Une audience cruciale est attendue ce mardi 8 septembre 2026 devant les Chambres réunies de la Cour suprême de Guinée, dans le dossier visant l’ancien procureur/magistrat Algassimou Diallo, poursuivi pour « provocation à la discrimination, à la haine ou à la violence pour discrimination » et « association de malfaiteurs ».  Le procès, ouvert puis renvoyé le 4 septembre, devait permettre à la Cour de se prononcer sur une demande de renvoi formulée par la défense, qui plaide pour plus de temps de préparation et conteste la régularité de la procédure pendant les vacances judiciaires.

Au cœur de la polémique : l’éloignement d’Algassimou Diallo, transféré à Macenta, à plus de 700 kilomètres de Conakry, selon ses avocats.  La défense dénonce un « défi logistique majeur » et exige, avant l’audience, la production d’un extrait du registre d’écrou prouvant sa détention, l’autorisation de visites pour la famille et les conseils, ainsi que le fondement légal exact du transfèrement.  Plus encore, les avocats réclament son retour impératif à Conakry pour qu’il puisse comparaître, rappelant que sa présence est « obligatoire en matière criminelle ».

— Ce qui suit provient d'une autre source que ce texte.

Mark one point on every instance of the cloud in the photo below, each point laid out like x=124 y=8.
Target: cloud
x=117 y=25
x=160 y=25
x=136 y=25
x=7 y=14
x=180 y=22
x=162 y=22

Dans ces conditions, plusieurs scénarios sont possibles :

Un nouveau report : si la Cour estime que l’absence de l’accusé et les questions de régularité (transfert, preuves de détention, droit à la défense) ne permettent pas de tenir valablement l’audience, un ajournement est plausible.

Une décision sur le renvoi : l’objet initial de la séance du 8 septembre est de statuer sur la demande de renvoi de la défense ; la Cour pourrait donc rendre son délibéré sur ce point, indépendamment de la présence physique de l’accusé.

Une tension procédurale : si le ministère public maintient sa position et que la défense insiste sur l’illégalité du transfert et l’impossibilité de préparer la défense, l’audience risque de se transformer en un affrontement de procédures plutôt qu’en un examen du fond.

En revanche, il est peu probable que la Cour engage le fond du procès tant que la question de la présence de l’accusé et la régularité de son transfèrement ne sont pas tranchées, surtout dans un dossier qualifié de « criminel » par la défense.

Au-delà de la technique judiciaire, cette affaire interroge la crédibilité de la plus haute juridiction du pays et la perception d’équité procédurale.  Pour l’opinion publique et les observateurs, la tenue d’une audience « à distance » de l’accusé, dans un contexte de fortes tensions autour de sa détention et de la diffusion d’images contestées à la télévision nationale, pourrait alimenter les doutes sur la transparence du processus.

En l’état, avec un accusé à 700 km et une défense qui exige des preuves et son retour à Conakry, l’audience de ce mardi ressemble moins à un procès qu’à un test de robustesse procédurale pour la Cour suprême.